This work addresses the high computational cost of forward propagation during the training of deep convolutional neural networks, which significantly limits training efficiency. The authors propose a dynamic layer pruning method tailored specifically for the training phase, which continuously evaluates each layer’s parameter dynamics and learning potential to identify and prune low-contribution layers in real time. Unlike prior approaches focused on inference acceleration or backward-pass optimization, this method pioneers online forward-path compression during training, leveraging a layer-scoring mechanism to enable dynamic network scaling. Experiments on VGG and ResNet architectures across MNIST, CIFAR-10, and Imagenette datasets demonstrate over 50% reduction in training time and 17.83%–83.74% fewer forward FLOPs, all without noticeable degradation in model accuracy.

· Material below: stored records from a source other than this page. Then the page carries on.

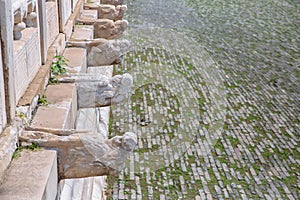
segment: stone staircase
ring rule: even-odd
[[[47,2],[48,3],[48,2]],[[51,3],[51,2],[49,2]],[[93,1],[98,3],[99,1]],[[79,19],[93,21],[98,18],[98,10],[83,10],[78,3]],[[50,12],[50,11],[49,11]],[[70,22],[71,21],[71,22]],[[109,107],[78,109],[75,83],[59,83],[47,85],[49,68],[56,54],[63,55],[69,62],[66,67],[68,74],[97,74],[111,78],[113,65],[88,66],[88,50],[83,47],[66,47],[68,40],[93,40],[94,26],[88,23],[76,23],[76,12],[66,23],[64,34],[57,35],[48,51],[48,60],[30,84],[29,89],[19,102],[19,110],[32,118],[27,120],[33,130],[106,130],[103,138],[108,136]],[[71,30],[71,31],[70,31]],[[67,41],[66,41],[67,39]],[[47,85],[46,89],[45,85]],[[37,107],[37,97],[44,94],[48,105]],[[26,105],[26,106],[23,106]],[[29,106],[28,106],[29,105]],[[36,110],[36,111],[34,111]],[[34,115],[31,113],[34,111]],[[25,130],[26,131],[26,130]],[[27,144],[25,144],[27,145]],[[65,179],[58,182],[57,151],[23,150],[18,158],[13,159],[7,175],[0,187],[0,199],[3,200],[40,200],[40,199],[105,199],[106,176]]]

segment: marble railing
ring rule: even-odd
[[[14,40],[22,38],[22,30],[26,27],[37,27],[37,1],[14,0],[12,10],[14,14]]]

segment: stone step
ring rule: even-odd
[[[69,73],[85,73],[87,68],[87,53],[84,48],[66,48],[63,56],[69,60],[68,67]]]
[[[54,200],[57,195],[56,151],[23,150],[0,188],[3,200]]]
[[[75,84],[63,83],[49,85],[45,95],[48,105],[38,108],[31,126],[34,128],[74,128],[77,113],[77,92]]]
[[[94,38],[94,27],[90,25],[76,25],[71,40],[91,40]]]

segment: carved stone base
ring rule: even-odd
[[[86,10],[97,10],[99,19],[121,20],[127,11],[126,5],[86,4]]]
[[[133,86],[130,74],[106,76],[73,75],[59,79],[62,83],[76,83],[78,108],[104,107],[121,103]]]
[[[94,38],[119,39],[127,26],[126,20],[114,22],[110,19],[98,19],[94,23]]]
[[[129,48],[128,40],[95,39],[90,41],[69,41],[69,46],[85,47],[88,52],[88,66],[113,65],[121,62]]]
[[[69,135],[62,136],[57,132],[26,131],[20,141],[56,150],[60,179],[118,174],[137,144],[136,135],[131,132],[105,140],[97,133],[69,131]]]

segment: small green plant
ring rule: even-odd
[[[38,99],[38,104],[44,105],[44,106],[48,106],[48,101],[47,101],[47,97],[45,94],[43,94],[42,96],[40,96],[40,98]]]
[[[16,149],[16,151],[13,153],[12,158],[19,158],[21,151],[23,151],[24,147],[20,146]]]
[[[40,147],[37,143],[32,143],[30,146],[26,147],[26,149],[29,149],[31,151],[37,151],[40,150]]]
[[[28,125],[28,120],[27,120],[25,113],[18,112],[17,117],[19,117],[22,120],[23,124]]]
[[[50,84],[50,85],[58,84],[58,79],[53,76],[50,76],[49,80],[48,80],[48,84]]]
[[[37,143],[32,143],[30,146],[26,146],[26,147],[19,146],[16,149],[16,151],[13,153],[12,158],[13,159],[19,158],[21,156],[21,152],[24,149],[27,149],[27,150],[30,150],[30,151],[38,151],[38,150],[40,150],[40,147],[39,147],[39,145]]]
[[[54,56],[51,64],[51,74],[60,75],[67,72],[64,66],[68,66],[69,60],[64,56]]]

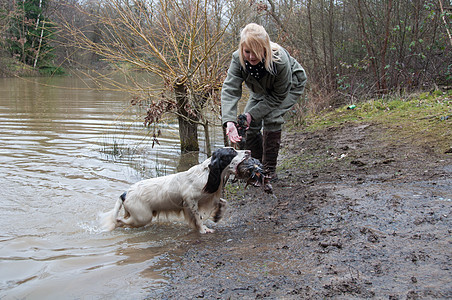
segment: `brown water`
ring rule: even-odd
[[[144,298],[192,236],[180,224],[100,231],[98,213],[131,183],[176,171],[178,131],[166,124],[152,148],[127,95],[83,87],[0,79],[1,299]]]

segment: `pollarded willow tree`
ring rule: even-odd
[[[112,0],[79,9],[90,21],[80,28],[66,20],[67,44],[161,79],[157,88],[133,76],[125,84],[110,79],[98,84],[125,90],[133,104],[146,105],[145,126],[167,113],[177,115],[182,152],[199,150],[197,128],[203,126],[210,153],[206,113],[219,115],[219,89],[230,59],[224,37],[235,10],[218,0]]]

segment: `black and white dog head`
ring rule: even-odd
[[[236,174],[237,166],[250,155],[249,150],[234,150],[232,147],[215,150],[210,160],[209,178],[204,192],[215,193],[220,188],[222,178]]]

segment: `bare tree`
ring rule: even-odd
[[[98,13],[79,7],[91,20],[85,26],[99,39],[66,21],[66,43],[111,64],[158,76],[160,86],[130,75],[126,85],[110,79],[99,84],[127,90],[133,104],[145,105],[146,126],[158,124],[166,113],[175,114],[182,152],[199,150],[197,126],[202,125],[210,153],[206,111],[219,113],[219,89],[231,51],[224,36],[235,11],[218,0],[113,0],[99,7]]]

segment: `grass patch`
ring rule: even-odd
[[[0,75],[3,76],[39,76],[39,72],[33,67],[23,64],[13,58],[0,57]]]
[[[323,155],[313,155],[304,153],[299,156],[292,156],[284,159],[278,164],[278,170],[287,170],[290,168],[300,168],[303,170],[319,170],[330,165],[334,158],[330,152],[323,151]]]
[[[141,178],[168,175],[158,152],[151,154],[149,147],[144,140],[133,142],[125,135],[110,134],[103,137],[100,153],[105,161],[129,165]]]
[[[306,118],[304,131],[339,127],[345,123],[372,123],[383,126],[385,140],[434,145],[438,151],[452,146],[452,91],[421,93],[406,98],[386,97],[357,103]],[[295,129],[296,130],[296,129]]]

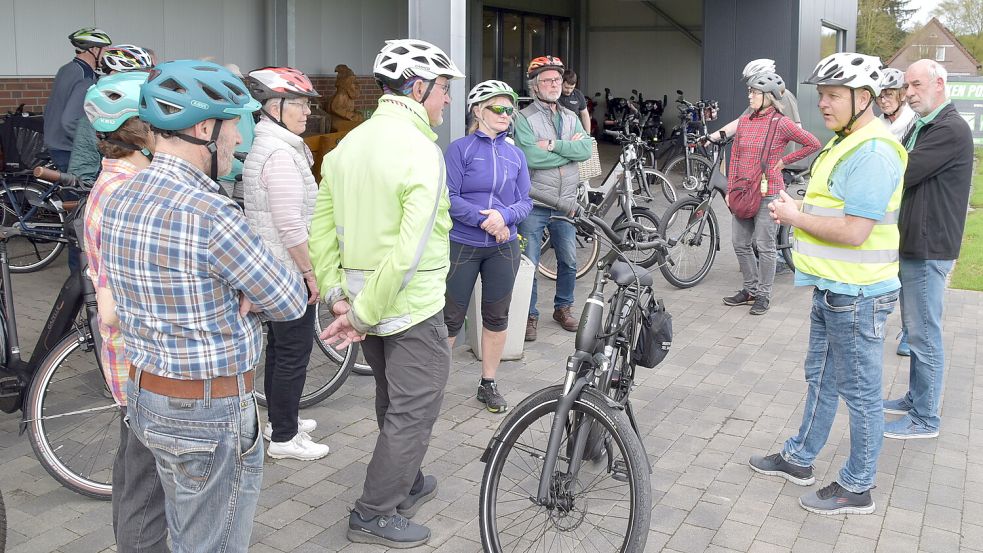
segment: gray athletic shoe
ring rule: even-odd
[[[418,547],[430,540],[430,529],[395,514],[368,520],[352,509],[348,515],[348,539],[355,543],[373,543],[394,549]]]
[[[781,453],[773,453],[766,457],[754,455],[748,460],[751,470],[767,474],[769,476],[781,476],[793,484],[809,486],[816,481],[812,474],[812,467],[800,467],[793,465],[782,457]]]
[[[799,498],[803,509],[820,515],[869,515],[874,512],[874,498],[870,490],[863,493],[847,491],[839,484],[832,484]]]
[[[498,384],[494,380],[484,384],[478,383],[478,401],[485,404],[485,408],[491,413],[504,413],[509,408],[509,402],[498,391]]]
[[[410,495],[396,507],[396,512],[406,518],[412,518],[424,503],[430,501],[437,495],[437,477],[424,476],[423,488],[419,493],[410,492]]]

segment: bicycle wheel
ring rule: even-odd
[[[795,264],[792,263],[792,248],[795,246],[795,232],[792,226],[779,225],[778,237],[775,239],[775,243],[778,245],[778,251],[781,252],[785,264],[788,265],[789,269],[794,271]]]
[[[27,228],[45,231],[46,236],[63,236],[65,214],[59,212],[50,200],[40,202],[44,193],[45,190],[36,184],[8,183],[5,189],[0,189],[0,225],[13,226],[21,222],[18,212],[26,214],[35,208],[34,214],[23,221]],[[31,200],[40,202],[40,205],[32,206]],[[7,241],[10,272],[41,270],[54,261],[63,249],[65,244],[55,239],[25,235],[10,238]]]
[[[483,457],[478,519],[484,550],[643,551],[652,514],[645,450],[624,411],[591,389],[574,403],[557,465],[550,471],[555,504],[544,507],[532,499],[561,394],[561,386],[551,386],[519,403]],[[576,474],[568,474],[567,443],[586,424],[610,435],[613,461],[582,463]]]
[[[713,170],[713,163],[709,159],[700,155],[689,156],[689,166],[686,165],[685,156],[676,156],[666,163],[662,168],[669,181],[683,190],[696,190],[702,183],[710,182],[710,171]]]
[[[720,248],[717,216],[699,198],[683,198],[662,216],[659,227],[669,253],[662,276],[677,288],[689,288],[703,280]]]
[[[362,355],[362,348],[358,344],[351,344],[347,349],[339,351],[321,341],[321,331],[323,331],[331,321],[334,320],[334,315],[331,314],[331,310],[328,306],[323,303],[318,303],[315,307],[317,310],[317,316],[314,317],[314,342],[317,344],[324,355],[334,360],[335,363],[351,363],[352,372],[355,374],[360,374],[362,376],[372,376],[372,367],[369,366],[365,361],[365,356]]]
[[[633,179],[631,193],[636,201],[652,202],[659,191],[670,204],[676,201],[676,188],[659,171],[645,167],[642,169],[642,177]]]
[[[7,508],[3,505],[3,494],[0,493],[0,553],[7,550]]]
[[[266,336],[269,327],[263,325],[263,350],[259,356],[259,363],[256,365],[256,390],[254,392],[256,401],[263,407],[267,407],[266,401]],[[315,342],[320,342],[315,335]],[[313,347],[313,345],[311,346]],[[313,353],[313,351],[311,352]],[[307,378],[304,381],[304,390],[300,393],[301,409],[317,405],[331,394],[338,391],[341,385],[348,379],[351,372],[353,358],[349,357],[341,363],[335,362],[331,357],[311,355],[307,363]]]
[[[593,236],[577,233],[577,278],[593,271],[597,257],[601,254],[601,243]],[[539,274],[550,280],[556,280],[556,252],[550,241],[549,230],[543,230],[543,245],[539,249]]]
[[[636,229],[627,229],[628,237],[635,242],[649,242],[661,236],[659,234],[659,218],[655,216],[651,210],[645,209],[644,207],[636,207],[631,210],[631,218],[634,222],[652,229],[652,232],[643,232]],[[621,233],[626,230],[628,217],[624,213],[618,215],[611,225],[611,228],[617,232]],[[645,267],[646,269],[655,265],[659,261],[659,250],[639,250],[639,251],[628,251],[625,252],[625,257],[627,257],[635,265]]]
[[[41,362],[25,406],[31,447],[68,489],[96,499],[113,493],[120,407],[91,344],[72,332]]]

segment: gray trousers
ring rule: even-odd
[[[775,282],[775,234],[778,223],[769,215],[768,204],[776,196],[761,198],[761,207],[753,219],[733,218],[732,241],[737,263],[744,276],[744,289],[755,297],[771,298],[771,285]],[[754,256],[751,242],[758,247],[758,257]]]
[[[444,314],[391,336],[366,336],[365,360],[375,377],[379,439],[355,509],[367,519],[391,515],[423,485],[420,465],[440,414],[451,368]]]
[[[113,531],[119,553],[157,553],[167,547],[164,488],[157,462],[120,418],[119,449],[113,462]]]

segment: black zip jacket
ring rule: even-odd
[[[922,127],[908,152],[898,219],[901,257],[959,257],[972,176],[973,133],[949,104]]]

This paper proposes a new method to improve the training efficiency of deep convolutional neural networks. During training, the method evaluates scores to measure how much each layer's parameters change and whether the layer will continue learning or not. Based on these scores, the network is scaled down such that the number of parameters to be learned is reduced, yielding a speed up in training. Unlike state-of-the-art methods that try to compress the network to be used in the inference phase or to limit the number of operations performed in the backpropagation phase, the proposed method is novel in that it focuses on reducing the number of operations performed by the network in the forward propagation during training. The proposed training strategy has been validated on two widely used architecture families: VGG and ResNet. Experiments on MNIST, CIFAR-10 and Imagenette show that, with the proposed method, the training time of the models is more than halved without significantly impacting accuracy. The FLOPs reduction in the forward propagation during training ranges from 17.83\% for VGG-11 to 83.74\% for ResNet-152. These results demonstrate the effectiveness of the proposed technique in speeding up learning of CNNs. The technique will be especially useful in applications where fine-tuning or online training of convolutional models is required, for instance because data arrive sequentially.